Etsy, temple numérique du fait main et du vintage, vient de lancer sa propre app au sein de ChatGPT. En clair : le chatbot d'OpenAI devient agora pour artisans. Traduction : la plateforme qui se targuait de connecter les humains aux humains troque son âme contre un jeton API. Accrochez-vous, ça va baigner dans le sirop de hype.
L'expérience d'achat « conversationnelle » ? Plutôt un monologue de machine
Etsy promet une expérience « naturelle » : vous discutez avec ChatGPT, il vous dégote un collier en perles de bois ou un pull tricoté par une mamie de l’Ohio. Sauf que si vous avez déjà causé avec un LLM, vous savez que le naturel, c’est du bullshit. Le chatbot vous sortira des généralités, des suggestions moyennes, et au pire, des inventions pures (hallucinations, bonjour). Votre « collier en perles de bois » ? Il risque de vous renvoyer vers une tasse en céramique. Mais c’est bien, c’est « conversationnel ».
Les artisans, eux, vont devoir supplier l’algorithme pour être compris. Finie la boutique personnalisée, place au grand bazar du texte prédictif. Etsy avait déjà embrassé l’IA générative pour écrire des descriptions de produits – résultat : des textes fades, copiés-collés, qui sentent la chaîne d’assemblage. Aujourd’hui, ils ajoutent une couche d’inutilité. Bravo.

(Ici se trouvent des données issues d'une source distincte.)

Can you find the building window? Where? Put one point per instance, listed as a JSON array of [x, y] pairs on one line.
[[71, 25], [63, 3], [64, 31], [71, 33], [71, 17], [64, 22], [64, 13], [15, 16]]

Qui se goinfre, qui se fait rouler ?
Suivons l’argent. Etsy n’est pas une association caritative. En 2023, son chiffre d’affaires a dépassé les 2,7 milliards de dollars, en grande partie grâce aux frais sur les transactions et aux publicités. L’intégration dans ChatGPT est un cheval de Troie : attirer des utilisateurs ChatGPT vers Etsy, les faire cliquer, et encaisser les commissions. Pendant ce temps, les vendeurs paient déjà jusqu’à 6,5 % de frais de transaction, plus des frais de mise en avant. L’IA ne va rien leur rapporter de plus, sauf des clients frustrés qui abandonnent leur panier parce que le bot leur a recommandé un pot en terre cuite au lieu du grinder qu’ils voulaient.
Et OpenAI ? Il touche probablement sa part. Chaque requête via l’app Etsy, c’est du trafic pour ChatGPT, des données en or, et une caution « commerce » pour un outil qui, hors de la génération de textes médiocres, cherche désespérément des cas d’usage rentables. Etsy et OpenAI se frottent les mains. Les vendeurs et les acheteurs, eux, se font enfumer.
Le syndrome du mouton numérique
Cette annonce n’est qu’un épisode de plus dans la grande comédie de l’IA appliquée à tout prix. Les entreprises n’ont rien appris du fiasco des chatbots clients – vous savez, ces assistants qui vous font répéter trois fois votre numéro de commande avant de vous passer un humain. Là, c’est pareil, mais avec un ton plus « sympa » et une incapacité à toucher du bois. Etsy veut croire que ses clients – souvent des hipsters ou des mamans en quête d’authenticité – auront envie de causer shopping avec une machine. Spoiler : non, ils voulaient juste un humain.
Ce n’est pas une innovation, c’est un désastre marketing habillé en drap de chatbot. Etsy aurait mieux fait d’améliorer son moteur de recherche ou de réduire ses frais. Mais non, il faut suivre la mode, quitte à sacrifier l’identité de la marque sur l’autel de l’IA. Susanoo News vous le dit : le « conversational shopping » d’Etsy, c’est comme du vin sans alcool – l’emballage est là, mais le goût est mort.